Las negociaciones para un tratado internacional contra la contaminación plástica concluyeron sin acuerdo en Ginebra, tras diez días de discusiones en la ronda final del Comité Intergubernamental de Negociación. El borrador presentado por el embajador ecuatoriano Luis Vayas no logró consenso debido a diferencias irreconciliables entre países. Un grupo liderado por Arabia Saudí, Irán, Rusia y Estados Unidos abogó por medidas voluntarias, mientras que la mayoría exigió compromisos obligatorios.
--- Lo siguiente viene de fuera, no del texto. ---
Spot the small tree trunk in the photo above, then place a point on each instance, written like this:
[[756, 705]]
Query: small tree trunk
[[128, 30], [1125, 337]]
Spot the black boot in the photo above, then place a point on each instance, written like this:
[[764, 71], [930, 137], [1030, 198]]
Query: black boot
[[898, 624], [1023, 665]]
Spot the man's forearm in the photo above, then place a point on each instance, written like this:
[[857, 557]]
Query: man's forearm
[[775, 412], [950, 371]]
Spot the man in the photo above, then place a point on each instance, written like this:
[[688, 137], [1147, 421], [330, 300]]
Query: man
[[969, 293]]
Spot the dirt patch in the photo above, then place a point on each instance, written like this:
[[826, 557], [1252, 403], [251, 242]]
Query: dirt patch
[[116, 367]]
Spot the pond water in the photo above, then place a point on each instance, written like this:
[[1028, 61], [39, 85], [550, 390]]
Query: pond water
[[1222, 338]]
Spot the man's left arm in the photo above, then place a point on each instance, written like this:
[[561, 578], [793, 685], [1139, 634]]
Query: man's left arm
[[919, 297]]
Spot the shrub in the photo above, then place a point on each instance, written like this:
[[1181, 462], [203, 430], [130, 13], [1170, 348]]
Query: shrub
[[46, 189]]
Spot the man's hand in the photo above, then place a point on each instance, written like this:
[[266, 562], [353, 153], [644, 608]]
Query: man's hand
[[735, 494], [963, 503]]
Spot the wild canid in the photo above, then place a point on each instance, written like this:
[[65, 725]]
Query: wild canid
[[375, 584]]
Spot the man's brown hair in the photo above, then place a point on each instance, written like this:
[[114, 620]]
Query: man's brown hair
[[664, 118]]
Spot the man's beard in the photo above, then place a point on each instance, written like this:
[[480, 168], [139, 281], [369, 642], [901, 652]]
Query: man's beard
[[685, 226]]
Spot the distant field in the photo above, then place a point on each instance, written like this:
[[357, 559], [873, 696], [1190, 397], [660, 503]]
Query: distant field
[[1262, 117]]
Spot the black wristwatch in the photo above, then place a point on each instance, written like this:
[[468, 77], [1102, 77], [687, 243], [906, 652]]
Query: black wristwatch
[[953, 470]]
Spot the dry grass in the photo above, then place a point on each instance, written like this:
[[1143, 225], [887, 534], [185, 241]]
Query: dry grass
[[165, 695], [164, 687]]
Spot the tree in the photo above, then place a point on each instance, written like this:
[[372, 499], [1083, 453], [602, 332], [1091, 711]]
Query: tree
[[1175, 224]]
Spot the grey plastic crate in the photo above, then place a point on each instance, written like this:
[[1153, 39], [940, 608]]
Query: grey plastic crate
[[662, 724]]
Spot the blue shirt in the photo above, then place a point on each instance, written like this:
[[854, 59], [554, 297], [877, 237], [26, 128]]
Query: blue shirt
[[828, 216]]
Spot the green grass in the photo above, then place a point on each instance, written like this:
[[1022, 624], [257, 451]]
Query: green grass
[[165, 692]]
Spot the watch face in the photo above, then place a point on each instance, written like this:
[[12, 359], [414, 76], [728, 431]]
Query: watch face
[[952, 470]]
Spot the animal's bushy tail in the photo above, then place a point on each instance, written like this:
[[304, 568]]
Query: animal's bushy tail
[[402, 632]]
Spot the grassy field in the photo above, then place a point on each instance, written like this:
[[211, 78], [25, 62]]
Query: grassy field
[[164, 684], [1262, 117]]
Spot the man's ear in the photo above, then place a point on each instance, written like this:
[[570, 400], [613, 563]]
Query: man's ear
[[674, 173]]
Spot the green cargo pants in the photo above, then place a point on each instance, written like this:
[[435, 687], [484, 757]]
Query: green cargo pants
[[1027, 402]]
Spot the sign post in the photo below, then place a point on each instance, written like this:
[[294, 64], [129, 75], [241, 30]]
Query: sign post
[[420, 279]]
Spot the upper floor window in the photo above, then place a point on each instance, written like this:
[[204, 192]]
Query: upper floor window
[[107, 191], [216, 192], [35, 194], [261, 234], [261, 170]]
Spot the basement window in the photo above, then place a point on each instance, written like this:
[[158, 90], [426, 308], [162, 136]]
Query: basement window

Las delegaciones expresaron decepción, pero pidieron continuar el proceso diplomático.
El texto propuesto por Vayas, que buscaba regular el ciclo de vida del plástico desde su producción hasta su eliminación, mantuvo puntos en disputa que impidieron un acuerdo. Países y organizaciones como Greenpeace destacaron la necesidad de un tratado vinculante que reduzca la producción de plásticos, derivados en un 99 por ciento de combustibles fósiles. La oposición de naciones petroleras, enfocadas en proteger intereses económicos, bloqueó avances significativos. Se espera una nueva ronda de negociaciones para retomar los esfuerzos.
La contaminación plástica, con 460 millones de toneladas producidas anualmente y solo un 9 por ciento recicladas, amenaza ecosistemas y la salud humana, según WWF México. El tratado, considerado tan crucial como el Acuerdo de París, busca establecer estándares globales para frenar esta crisis. Colombia y México, entre otros, respaldaron un marco vinculante en previas conferencias, como la de Niza. La falta de consenso en Ginebra subraya la urgencia de superar intereses económicos para lograr soluciones efectivas.